Starting from Helm v3.8.0, the OCI registry is supported by default. If you are using an older version, please upgrade to v3.8.0 or later. For more details, please refer to Helm OCI-based registries.

Note

If you are getting a 403 forbidden error, please try docker logout public.ecr.aws. Please see AWS document for more details.
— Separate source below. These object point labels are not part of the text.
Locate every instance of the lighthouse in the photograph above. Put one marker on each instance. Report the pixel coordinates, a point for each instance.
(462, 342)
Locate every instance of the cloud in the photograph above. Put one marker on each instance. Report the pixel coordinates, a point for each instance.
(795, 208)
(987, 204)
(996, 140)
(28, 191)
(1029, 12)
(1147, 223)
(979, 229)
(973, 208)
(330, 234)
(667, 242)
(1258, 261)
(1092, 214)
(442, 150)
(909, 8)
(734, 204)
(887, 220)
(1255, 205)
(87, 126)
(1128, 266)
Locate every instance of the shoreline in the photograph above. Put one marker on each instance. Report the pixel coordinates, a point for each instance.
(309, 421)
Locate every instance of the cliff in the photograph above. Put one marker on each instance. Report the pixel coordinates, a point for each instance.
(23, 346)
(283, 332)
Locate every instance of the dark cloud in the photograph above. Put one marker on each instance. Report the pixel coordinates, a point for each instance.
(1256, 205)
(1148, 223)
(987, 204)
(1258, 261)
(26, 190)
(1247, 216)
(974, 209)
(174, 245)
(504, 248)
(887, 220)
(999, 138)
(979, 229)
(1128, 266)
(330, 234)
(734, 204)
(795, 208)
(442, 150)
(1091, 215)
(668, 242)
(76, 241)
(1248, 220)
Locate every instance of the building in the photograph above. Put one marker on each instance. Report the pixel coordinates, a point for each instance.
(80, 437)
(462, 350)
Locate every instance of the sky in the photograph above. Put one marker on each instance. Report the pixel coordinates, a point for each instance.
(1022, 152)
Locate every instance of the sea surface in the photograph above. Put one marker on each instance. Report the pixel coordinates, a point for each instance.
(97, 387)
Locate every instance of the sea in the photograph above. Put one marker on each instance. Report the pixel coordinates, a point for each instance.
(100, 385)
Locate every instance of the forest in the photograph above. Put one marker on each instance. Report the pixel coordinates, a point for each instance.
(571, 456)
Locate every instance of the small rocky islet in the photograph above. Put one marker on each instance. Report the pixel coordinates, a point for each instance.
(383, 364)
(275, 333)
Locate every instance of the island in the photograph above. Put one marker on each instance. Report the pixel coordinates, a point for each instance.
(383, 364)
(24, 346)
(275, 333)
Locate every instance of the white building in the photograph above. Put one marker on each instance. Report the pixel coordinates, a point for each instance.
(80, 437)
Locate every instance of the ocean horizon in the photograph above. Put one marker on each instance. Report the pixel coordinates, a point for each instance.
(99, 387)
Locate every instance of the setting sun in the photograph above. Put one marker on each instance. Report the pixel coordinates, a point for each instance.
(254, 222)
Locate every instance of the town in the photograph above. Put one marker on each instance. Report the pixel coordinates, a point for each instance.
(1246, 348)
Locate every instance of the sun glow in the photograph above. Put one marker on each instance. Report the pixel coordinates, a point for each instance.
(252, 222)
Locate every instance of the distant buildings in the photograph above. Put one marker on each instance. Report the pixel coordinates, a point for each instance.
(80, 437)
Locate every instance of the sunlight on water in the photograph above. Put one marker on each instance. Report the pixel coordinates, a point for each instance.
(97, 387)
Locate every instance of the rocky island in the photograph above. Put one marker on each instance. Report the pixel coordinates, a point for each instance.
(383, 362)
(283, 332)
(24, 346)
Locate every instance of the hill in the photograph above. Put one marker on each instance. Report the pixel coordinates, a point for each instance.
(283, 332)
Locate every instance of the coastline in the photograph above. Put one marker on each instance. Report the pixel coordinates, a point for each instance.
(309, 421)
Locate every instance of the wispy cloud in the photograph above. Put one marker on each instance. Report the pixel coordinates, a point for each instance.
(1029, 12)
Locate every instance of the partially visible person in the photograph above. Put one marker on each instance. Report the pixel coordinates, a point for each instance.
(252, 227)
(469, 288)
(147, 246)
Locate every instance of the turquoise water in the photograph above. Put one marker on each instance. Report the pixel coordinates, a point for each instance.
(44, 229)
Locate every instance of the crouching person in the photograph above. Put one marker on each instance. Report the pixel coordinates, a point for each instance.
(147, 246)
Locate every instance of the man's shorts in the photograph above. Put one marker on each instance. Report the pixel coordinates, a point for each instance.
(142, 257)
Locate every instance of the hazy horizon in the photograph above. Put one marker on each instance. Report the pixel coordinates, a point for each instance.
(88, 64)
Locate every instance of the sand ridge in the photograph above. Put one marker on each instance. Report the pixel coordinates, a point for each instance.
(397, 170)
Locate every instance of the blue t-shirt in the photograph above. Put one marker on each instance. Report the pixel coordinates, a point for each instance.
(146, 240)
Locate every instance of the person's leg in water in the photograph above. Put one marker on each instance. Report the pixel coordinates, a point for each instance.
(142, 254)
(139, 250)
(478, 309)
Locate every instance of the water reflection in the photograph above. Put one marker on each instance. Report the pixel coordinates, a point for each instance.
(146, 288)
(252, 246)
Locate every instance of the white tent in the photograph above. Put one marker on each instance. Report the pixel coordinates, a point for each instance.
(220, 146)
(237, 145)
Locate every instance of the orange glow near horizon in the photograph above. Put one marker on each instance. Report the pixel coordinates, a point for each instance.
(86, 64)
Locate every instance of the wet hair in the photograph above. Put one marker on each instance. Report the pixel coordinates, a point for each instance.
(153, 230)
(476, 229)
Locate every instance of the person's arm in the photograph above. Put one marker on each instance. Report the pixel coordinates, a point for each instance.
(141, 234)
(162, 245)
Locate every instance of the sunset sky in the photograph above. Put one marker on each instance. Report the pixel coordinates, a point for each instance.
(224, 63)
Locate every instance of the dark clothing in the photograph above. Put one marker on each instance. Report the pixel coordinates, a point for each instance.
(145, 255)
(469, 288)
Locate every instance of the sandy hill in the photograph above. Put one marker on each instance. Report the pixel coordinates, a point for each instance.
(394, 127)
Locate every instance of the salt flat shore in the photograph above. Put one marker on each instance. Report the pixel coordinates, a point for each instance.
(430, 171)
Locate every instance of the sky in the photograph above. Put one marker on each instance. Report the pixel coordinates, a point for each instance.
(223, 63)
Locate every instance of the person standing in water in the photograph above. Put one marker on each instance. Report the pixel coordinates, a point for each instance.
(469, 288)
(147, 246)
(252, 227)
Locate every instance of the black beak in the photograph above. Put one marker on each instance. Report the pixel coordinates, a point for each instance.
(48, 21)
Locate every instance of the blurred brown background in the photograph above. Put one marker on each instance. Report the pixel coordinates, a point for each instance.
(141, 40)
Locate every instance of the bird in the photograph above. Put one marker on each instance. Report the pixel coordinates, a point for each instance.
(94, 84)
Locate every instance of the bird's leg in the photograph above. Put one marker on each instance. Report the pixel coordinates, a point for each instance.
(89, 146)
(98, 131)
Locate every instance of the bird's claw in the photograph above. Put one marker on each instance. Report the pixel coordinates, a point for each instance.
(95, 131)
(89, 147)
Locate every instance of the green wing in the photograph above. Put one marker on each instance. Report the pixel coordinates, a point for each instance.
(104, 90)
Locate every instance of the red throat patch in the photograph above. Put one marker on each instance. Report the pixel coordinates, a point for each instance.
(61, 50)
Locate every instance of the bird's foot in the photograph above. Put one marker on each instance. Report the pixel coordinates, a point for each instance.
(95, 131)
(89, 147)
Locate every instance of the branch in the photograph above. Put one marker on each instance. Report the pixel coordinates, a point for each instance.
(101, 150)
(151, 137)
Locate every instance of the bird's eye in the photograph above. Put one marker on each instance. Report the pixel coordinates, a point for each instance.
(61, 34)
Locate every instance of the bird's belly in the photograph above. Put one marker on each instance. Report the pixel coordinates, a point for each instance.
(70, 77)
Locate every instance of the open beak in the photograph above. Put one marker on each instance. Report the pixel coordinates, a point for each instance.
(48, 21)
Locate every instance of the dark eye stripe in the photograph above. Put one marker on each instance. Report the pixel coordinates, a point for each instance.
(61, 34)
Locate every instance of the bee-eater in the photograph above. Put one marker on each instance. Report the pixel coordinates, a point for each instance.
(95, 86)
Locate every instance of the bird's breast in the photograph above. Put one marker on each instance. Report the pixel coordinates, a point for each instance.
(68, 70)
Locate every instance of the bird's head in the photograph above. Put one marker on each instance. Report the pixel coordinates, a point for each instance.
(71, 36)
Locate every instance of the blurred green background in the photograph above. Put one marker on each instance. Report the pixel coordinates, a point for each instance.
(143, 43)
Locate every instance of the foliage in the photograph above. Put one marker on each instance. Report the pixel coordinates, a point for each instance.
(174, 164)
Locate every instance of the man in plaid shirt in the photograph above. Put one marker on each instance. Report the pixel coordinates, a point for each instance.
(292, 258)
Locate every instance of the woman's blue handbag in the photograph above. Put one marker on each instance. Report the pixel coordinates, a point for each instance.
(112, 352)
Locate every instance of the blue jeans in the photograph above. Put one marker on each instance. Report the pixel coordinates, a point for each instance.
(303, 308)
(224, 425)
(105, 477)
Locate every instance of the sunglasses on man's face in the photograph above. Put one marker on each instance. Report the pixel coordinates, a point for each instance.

If you would like to install only the control-plane components or the worker-plane components, please see multi_cluster_deployment{.interpreted-text role=“doc”}.

Step 6. Verify the installation

You can verify the installation by sending sample chat completion requests.

Note, if you have used LLMariner in other cases before you may need to delete the previous config by running rm -rf ~/.config/llmariner

The default login user name is admin@example.com and the password is password. You can change this by updating the Dex configuration (link).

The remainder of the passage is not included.